PANTOPHAGIA PULPH: So first up, I’m not here to educate a bunch of crybaby white het cis binary ablebodied men about Black women, and about how this is the only worthwhile artwork ever produced because it shows a Black woman killing white people. If you want to learn about this video, you need to pay me.
THE GHOST OF GEORGES RIBEMONT-DESSAIGNES: They did pay us.
PANTOPHAGIA PULPH: Nobody asked you to speak. How is this helping me? Stay dead.
PENCIL GLEASE: Before I start, if this is a start, if it is possible to ‘start’ under the condition of a discourse already dependent on the structural possibility of its having-been-started, I would like to say a few words on the enigmatic nature of this verb, ‘to start’. For how can I speak of a video, of something which ‘to start’ appears as pure blackness, pure void on the screen, unless I can start the video, set in motion the chain of inscriptions and reinscriptions on the graphical substrate of pure absence? As in Joyce, the church is founded immovably upon the void. Now, the word ‘start’, as we all know, derives from the German stürzen, to fall, to fling, but into what? Into precisely that absence. So to start to speak about ‘Bitch Better Have My Money’ means not to institute a relation on the level of tangibility, to find a reference to any determinate object, but the very opposite. Before I started, if I have indeed started, I had a metaphysical relation to the object, to that void of meaning into which I am about to leap, but in the condition of having-started-ness I find myself permeated by that object in my discourse’s necessary condition of permeability, a permeability that defies definition or direction, that obliterates itself and in which I am obliterated. To start something is to institute a primordial lack, which is why in all metaphysics the creation of the Universe is experienced as a hollowing-out of the spectral univocity of absolute uncreated Being. In this way the universal dialectic can only be read as a progressive dismantling of the ontic, as the slow degradation already present in this verb ‘to start’. As such, in its possibility of being started, this video embodies a truly transcendent revolutionary hope.
THE GHOST OF GEORGES RIBEMONT-DESSAIGNES: Suffering.
PENCIL GLEASE: Yes, precisely.
THE GHOST OF GEORGES RIBEMONT-DESSAIGNES: Any final comments?
PENCIL GLEASE: I think one thing that we can all agree on is that this video is extremely important to politics. We are all serious intellectuals, we enjoyed watching it, and things can only be good if they reinforce our categories. Certainly at this point we’ve exhausted anything that can meaningfully be said about this film.
ALAN GORKENBLUM: I can only echo the title of the song under discussion: It’s Good To Have My Money. Uh, smiley face emoji.
PANTOPHAGIA PULPH: Yeah. Give your money to women.
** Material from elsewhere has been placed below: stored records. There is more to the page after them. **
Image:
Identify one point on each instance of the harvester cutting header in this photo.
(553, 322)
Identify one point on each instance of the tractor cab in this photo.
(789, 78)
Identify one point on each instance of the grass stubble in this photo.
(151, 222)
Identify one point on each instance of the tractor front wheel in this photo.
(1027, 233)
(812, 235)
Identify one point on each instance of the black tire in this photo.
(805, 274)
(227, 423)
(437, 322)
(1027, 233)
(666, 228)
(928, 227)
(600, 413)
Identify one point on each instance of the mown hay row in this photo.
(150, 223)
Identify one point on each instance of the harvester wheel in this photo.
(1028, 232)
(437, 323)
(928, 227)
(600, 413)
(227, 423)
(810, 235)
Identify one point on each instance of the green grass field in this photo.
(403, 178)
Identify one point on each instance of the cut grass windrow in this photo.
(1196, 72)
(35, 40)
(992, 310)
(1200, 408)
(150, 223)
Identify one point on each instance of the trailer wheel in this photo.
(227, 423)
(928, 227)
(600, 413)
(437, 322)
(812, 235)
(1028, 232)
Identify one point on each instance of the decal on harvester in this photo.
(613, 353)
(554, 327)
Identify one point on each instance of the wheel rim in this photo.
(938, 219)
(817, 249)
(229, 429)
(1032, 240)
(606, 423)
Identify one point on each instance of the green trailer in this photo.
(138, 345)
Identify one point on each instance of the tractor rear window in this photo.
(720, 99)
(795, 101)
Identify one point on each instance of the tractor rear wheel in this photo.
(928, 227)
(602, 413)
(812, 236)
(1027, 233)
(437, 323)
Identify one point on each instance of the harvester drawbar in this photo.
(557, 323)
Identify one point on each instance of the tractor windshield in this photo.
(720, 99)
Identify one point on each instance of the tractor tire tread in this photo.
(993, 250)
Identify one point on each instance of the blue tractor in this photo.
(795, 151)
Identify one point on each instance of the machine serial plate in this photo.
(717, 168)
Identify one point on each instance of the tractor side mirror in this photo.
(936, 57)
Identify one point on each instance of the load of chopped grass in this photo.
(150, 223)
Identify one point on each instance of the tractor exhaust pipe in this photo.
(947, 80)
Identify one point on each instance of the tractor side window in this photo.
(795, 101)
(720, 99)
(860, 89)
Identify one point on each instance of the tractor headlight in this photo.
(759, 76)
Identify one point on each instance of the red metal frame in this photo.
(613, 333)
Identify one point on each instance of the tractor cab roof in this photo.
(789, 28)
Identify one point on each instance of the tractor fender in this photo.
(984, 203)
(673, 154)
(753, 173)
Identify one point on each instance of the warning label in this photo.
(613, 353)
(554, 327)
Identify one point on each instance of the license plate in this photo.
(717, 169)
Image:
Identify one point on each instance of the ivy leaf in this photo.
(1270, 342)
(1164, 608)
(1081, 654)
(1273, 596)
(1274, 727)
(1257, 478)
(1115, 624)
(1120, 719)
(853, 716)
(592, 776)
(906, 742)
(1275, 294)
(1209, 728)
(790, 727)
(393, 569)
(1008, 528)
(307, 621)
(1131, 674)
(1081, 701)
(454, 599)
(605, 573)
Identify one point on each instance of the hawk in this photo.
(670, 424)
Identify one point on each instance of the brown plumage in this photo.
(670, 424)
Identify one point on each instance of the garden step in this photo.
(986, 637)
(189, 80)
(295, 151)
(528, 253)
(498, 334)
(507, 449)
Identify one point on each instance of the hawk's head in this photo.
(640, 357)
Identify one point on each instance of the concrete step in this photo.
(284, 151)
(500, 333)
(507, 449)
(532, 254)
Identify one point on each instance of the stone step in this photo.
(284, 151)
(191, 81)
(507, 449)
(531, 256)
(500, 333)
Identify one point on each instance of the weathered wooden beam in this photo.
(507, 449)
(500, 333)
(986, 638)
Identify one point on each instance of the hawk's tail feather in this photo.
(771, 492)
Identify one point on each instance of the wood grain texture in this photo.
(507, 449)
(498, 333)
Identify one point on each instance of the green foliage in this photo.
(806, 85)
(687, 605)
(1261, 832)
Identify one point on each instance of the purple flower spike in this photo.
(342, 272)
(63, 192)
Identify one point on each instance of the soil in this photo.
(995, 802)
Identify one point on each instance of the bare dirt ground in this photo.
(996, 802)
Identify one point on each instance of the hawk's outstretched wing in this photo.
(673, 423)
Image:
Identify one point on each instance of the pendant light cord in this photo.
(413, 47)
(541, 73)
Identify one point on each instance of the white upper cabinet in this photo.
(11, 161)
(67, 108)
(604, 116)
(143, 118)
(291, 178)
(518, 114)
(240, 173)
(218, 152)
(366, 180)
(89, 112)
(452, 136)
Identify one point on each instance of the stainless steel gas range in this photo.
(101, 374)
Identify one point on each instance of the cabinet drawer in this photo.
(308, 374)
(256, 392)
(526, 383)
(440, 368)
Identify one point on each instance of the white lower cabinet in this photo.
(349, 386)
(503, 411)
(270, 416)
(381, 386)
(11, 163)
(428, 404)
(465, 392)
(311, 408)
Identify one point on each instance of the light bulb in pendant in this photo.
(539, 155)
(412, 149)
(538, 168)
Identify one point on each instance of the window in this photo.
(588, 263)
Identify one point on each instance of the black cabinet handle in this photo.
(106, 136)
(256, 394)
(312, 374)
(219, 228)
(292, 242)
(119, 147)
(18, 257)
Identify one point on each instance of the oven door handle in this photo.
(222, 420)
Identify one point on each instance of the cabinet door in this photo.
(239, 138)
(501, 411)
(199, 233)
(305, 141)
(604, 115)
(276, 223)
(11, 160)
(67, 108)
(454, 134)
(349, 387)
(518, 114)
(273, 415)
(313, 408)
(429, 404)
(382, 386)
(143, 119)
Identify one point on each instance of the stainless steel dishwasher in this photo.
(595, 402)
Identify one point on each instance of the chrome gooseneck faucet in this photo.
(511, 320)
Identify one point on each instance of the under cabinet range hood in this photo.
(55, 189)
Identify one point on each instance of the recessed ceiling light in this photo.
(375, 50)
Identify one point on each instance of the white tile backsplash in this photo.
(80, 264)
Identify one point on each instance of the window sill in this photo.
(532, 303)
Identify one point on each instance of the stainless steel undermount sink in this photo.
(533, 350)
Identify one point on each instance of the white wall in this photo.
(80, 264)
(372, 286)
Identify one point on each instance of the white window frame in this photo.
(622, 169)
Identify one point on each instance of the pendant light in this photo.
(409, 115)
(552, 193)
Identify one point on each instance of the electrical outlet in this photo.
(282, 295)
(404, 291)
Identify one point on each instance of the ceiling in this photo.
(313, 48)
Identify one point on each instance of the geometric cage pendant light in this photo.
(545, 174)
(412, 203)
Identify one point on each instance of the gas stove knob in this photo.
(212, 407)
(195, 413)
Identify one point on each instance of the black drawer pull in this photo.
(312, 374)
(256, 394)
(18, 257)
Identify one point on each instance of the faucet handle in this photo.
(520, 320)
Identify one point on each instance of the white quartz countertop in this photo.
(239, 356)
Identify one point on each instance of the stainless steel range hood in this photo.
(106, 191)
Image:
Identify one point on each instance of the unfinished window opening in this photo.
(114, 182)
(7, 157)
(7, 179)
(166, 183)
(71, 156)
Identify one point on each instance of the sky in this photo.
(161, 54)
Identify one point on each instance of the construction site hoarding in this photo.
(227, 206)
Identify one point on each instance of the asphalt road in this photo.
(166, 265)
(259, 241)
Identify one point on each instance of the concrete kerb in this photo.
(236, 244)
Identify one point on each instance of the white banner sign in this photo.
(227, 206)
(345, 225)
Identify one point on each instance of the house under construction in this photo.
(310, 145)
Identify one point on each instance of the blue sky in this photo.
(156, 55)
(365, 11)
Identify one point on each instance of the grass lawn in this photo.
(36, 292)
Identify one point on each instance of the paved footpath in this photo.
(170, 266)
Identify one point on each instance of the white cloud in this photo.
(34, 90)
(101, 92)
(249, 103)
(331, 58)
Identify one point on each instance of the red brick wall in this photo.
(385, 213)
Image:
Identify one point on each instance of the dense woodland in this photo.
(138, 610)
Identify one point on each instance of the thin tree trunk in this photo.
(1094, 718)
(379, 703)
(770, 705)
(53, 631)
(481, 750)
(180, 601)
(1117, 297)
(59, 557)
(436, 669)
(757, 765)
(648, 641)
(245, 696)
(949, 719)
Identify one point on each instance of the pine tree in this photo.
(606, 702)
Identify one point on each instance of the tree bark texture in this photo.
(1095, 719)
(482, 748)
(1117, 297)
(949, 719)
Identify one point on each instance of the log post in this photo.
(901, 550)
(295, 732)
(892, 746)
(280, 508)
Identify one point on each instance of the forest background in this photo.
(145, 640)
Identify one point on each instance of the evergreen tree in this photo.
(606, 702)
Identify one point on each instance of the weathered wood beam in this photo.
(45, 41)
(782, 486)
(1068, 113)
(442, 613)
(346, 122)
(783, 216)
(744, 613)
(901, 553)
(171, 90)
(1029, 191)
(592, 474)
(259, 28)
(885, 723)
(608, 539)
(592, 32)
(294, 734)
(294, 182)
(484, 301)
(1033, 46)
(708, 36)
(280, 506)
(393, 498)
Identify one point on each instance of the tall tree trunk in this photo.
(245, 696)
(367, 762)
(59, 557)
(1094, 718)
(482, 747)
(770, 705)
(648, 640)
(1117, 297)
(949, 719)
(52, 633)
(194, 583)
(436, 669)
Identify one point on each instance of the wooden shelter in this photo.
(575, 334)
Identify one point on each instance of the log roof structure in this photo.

Greece needs to give its money to Angela Merkel.
HELENA BIBBS: i dont fear death. ive seen the face of god
Please join us for our next roundtable discussion, in which we’ll be talking about snails.
Lol.
Dear Comrade Kriss: Thank you very much for the fundamental insight that we’re utterly screwed. Maybe post-democratic, neo-authoritarian, ultra-reactionary, narcissistic, rapacious, asinine and murderous (among, many, many other things) late capitalism is what we deserve after all.
PS: Surely, the original “roundtable” discussion at pitchfork.com is a “vague attempt at satire”, too, right? For if not…
PPS: I do not mean to spam, but I do apologise for the tautology above.
YES!!! thank you for this! :) Keep blogging. We need you. xoxoxo
This is some TiA shit, hehe. You soooo problematic, heart emoji heart emoji
This was fucking amazing heart emoji.
A friend sent me your way and I owe her limitless gratitude. ‘You know, the last time I was in Athens I spoke with a very well-educated taxi driver, who told me that the only way his country could ever get itself out of its current situation is if they remove the ridiculous restrictions preventing student agitators from being hacked apart with axes.’ That’s why I love me some liberals.